Capitoline Temple (Temple of Jupiter)
The heart of the city of Volubilis consists of a forum with adjoining temples, a basilica, a capitol complex dedicated to Jupiter, and several baths (thermes). This was already the civic and political center of the Amazigh city prior to Roman rule but it was given a monumental make-over in the first and second centuries CE.
Jupiter was the imperial god of the Romans. They instituted his worship in all the lands they conquered. They usually did this by associating Jupiter to the principal god of the various provinces and cities they ruled: hence we find Jupiter-Zeus in Greece and Jupiter-Amon-Ra in Egypt. In Volubilis, the precinct of the Temple of Jupiter also housed temples to a number of Amazigh gods in chapels under the lateral porticoes. The identities of most these local deities have not been ascertained.
The Temple of Jupiter is elevated on a plinth above the forum and the basilica. It thus reproduces the geography of Rome itself, where the Temple of Jupiter on the Capitoline overlooked the Forum and its basilicas.

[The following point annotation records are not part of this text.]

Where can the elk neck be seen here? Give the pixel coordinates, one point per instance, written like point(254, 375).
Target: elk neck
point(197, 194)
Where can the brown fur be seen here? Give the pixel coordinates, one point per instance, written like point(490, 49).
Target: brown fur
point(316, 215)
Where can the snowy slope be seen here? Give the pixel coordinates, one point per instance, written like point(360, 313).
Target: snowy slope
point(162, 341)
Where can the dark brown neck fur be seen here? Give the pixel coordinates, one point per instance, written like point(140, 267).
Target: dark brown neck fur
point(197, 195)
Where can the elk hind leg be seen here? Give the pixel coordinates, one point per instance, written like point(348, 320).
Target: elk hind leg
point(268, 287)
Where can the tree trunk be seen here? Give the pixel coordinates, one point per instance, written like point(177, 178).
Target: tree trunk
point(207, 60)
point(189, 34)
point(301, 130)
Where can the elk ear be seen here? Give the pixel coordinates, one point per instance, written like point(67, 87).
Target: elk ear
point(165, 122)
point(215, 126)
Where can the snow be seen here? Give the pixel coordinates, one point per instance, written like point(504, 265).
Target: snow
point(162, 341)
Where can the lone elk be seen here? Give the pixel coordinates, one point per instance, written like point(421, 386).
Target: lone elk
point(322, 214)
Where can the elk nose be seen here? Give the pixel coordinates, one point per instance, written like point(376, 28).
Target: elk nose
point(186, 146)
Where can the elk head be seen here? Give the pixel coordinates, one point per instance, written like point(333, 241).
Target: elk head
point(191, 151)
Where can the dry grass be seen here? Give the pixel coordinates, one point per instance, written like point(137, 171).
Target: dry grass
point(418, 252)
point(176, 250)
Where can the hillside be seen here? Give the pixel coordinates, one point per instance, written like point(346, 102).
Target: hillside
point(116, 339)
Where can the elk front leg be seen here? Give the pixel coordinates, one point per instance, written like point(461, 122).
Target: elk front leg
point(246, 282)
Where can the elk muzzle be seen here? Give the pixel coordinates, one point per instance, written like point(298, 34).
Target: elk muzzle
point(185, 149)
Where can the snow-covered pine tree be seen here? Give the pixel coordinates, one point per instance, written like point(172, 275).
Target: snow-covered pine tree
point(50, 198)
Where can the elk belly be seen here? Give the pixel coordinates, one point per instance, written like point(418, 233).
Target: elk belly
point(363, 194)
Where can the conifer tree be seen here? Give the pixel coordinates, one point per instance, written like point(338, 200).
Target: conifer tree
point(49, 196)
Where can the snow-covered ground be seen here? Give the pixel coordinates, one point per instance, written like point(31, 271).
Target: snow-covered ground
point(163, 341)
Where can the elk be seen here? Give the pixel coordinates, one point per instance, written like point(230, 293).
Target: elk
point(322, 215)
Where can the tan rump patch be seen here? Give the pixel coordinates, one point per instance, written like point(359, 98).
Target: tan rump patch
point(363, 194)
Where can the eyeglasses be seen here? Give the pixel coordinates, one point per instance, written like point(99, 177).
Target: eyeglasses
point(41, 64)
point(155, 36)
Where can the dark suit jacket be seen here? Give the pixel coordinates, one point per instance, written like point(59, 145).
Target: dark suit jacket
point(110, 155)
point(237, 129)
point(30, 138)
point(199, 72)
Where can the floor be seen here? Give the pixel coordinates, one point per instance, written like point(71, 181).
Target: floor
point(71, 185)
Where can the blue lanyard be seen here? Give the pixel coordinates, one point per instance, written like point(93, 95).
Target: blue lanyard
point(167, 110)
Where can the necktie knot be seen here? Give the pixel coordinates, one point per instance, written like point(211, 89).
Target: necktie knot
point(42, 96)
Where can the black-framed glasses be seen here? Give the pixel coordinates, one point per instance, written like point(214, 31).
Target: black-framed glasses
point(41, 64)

The building incorporates a Romanesque Corinthian Tetrastyle architectural design, and was dedicated to the Roman Emperor Macrinus. The temple is earmarked for the trinity of Roman gods, Juno, Jupiter and Minerva. According to Rogerson, a council would meet below the Capitoline Temple in order to make a declaration of war, and then later return to this location with the booty of the resultant war.
The reconstruction wrongfully presents an Ionic order instead of a Corinthian one.